Along with the FDA’s approval, the Centers for Medicare & Medicaid Services (CMS) has proposed coverage of the F1CDx, making this test the second IVD to be approved and covered after overlapping review by the FDA and CMS under the Parallel Review Program.
CMS’s proposed national coverage determination of the F1CDx and other similar NGS IVDs is for Medicare beneficiaries with advanced cancer, who have not been previously tested using the same NGS technology and continue to seek further cancer therapy. The proposed national coverage determination provides coverage of NGS IVD tests to assist patients and their treating physicians in making informed cancer treatment decisions that improve health outcomes. Use of a test as a diagnostic also includes the ability to help patients and their treating physicians determine candidacy for cancer clinical trials.
“NGS unlocks new opportunities in genomic-based medicine helping oncologists match patients to available therapies,” Joydeep Goswami, president of clinical next-generation sequencing and oncology for Thermo Fisher Scientific, said in a press release commemorating the announcement. “While the clinical research community has embraced the technology for some time now, it's encouraging to see CMS recognize the value of NGS testing both from a patient and drug development perspective.”
The device works by sequencing DNA from a patient’s tumor sample to determine the presence of gene mutations and alterations. It also detects certain molecular changes. Clinical performance of the test was established through a least burdensome means by comparing the F1CDx to previously FDA-approved companion diagnostic tests that are currently used to determine patient eligibility for certain treatments.
F1CDx results are delivered in an integrated report that identifies alterations matched to FDA approved therapies, identifies additional alterations in genes known to drive cancer growth, furnishes information about genomic biomarkers, including microsatellite instability (MSI) and transient monocular blindness (TMB), provides relevant clinical trial information, and includes interpretive content developed in accordance with professional guidelines in oncology for patients with any solid tumor.
The F1CDx had not been previously submitted for the FDA’s review because it is a laboratory-developed test, for which the agency has generally not enforced premarket review and other applicable requirements.
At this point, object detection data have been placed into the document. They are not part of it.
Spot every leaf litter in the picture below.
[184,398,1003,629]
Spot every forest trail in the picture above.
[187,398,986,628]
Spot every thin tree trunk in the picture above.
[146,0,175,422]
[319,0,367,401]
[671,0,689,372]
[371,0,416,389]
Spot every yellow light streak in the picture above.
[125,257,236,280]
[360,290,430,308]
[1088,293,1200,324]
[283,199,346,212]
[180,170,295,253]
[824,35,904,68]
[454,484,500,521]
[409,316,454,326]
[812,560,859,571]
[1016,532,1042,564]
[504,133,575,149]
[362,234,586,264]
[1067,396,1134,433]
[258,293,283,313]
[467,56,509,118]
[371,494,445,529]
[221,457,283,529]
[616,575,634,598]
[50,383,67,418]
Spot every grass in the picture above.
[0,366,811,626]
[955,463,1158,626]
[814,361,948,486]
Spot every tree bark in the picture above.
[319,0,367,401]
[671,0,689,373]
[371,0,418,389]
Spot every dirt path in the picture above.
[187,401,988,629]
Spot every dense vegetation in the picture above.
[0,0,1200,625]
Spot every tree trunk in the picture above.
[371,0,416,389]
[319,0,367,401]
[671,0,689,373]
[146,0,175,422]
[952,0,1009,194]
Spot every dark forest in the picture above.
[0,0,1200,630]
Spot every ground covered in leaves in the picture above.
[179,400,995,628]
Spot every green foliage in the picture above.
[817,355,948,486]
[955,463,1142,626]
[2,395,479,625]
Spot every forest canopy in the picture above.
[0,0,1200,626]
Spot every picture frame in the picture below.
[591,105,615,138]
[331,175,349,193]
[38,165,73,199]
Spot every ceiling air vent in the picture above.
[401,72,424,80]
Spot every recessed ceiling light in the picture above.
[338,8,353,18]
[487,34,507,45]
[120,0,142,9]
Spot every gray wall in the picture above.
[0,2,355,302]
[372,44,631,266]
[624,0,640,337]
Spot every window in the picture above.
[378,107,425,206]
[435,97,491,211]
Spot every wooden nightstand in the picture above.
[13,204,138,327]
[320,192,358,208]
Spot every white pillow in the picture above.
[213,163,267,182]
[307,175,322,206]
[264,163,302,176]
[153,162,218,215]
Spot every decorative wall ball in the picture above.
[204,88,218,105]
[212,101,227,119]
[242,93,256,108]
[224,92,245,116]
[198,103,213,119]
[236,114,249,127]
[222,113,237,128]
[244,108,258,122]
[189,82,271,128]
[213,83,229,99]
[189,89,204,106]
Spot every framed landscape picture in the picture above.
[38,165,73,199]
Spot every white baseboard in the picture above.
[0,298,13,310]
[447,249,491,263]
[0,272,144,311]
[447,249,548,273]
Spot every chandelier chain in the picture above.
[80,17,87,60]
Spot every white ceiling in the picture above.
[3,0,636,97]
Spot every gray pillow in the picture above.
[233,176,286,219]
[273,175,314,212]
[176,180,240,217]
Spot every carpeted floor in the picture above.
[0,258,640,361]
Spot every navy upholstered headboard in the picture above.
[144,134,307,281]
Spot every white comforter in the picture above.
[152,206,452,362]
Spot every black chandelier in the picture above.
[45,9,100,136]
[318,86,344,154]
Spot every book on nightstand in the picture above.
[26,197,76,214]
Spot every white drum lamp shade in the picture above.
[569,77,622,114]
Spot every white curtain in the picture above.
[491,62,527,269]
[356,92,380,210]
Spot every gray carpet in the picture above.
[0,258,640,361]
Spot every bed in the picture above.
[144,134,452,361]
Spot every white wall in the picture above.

However, at the test developer’s request, the FDA worked closely with them to help enter it into the agency’s newly established Breakthrough Device Program. Because of the test’s potential to consolidate multiple companion diagnostic claims for patients and health care providers in a single test, the F1CDx was granted Breakthrough Device designation. Under the Breakthrough Device Program, the FDA provides intensive interaction and guidance to the company on efficient device development, which expedites evidence generation and the agency’s review of devices that provide for more effective treatment or diagnosis for life-threatening or irreversibly debilitating diseases for which no approved or cleared treatment exists or that offer significant advantages over the existing standard of care.
The news of F1CDx’s approval is not without some controversy. In November, Caris Life Sciences filed a patent infringement suit against Foundation Medicine in the United States District Court for the District of Massachusetts Boston Division, siting Foundation's willful infringement of Caris' patent rights by its FoundationOne, FoundationACT and FoundationOne Heme products.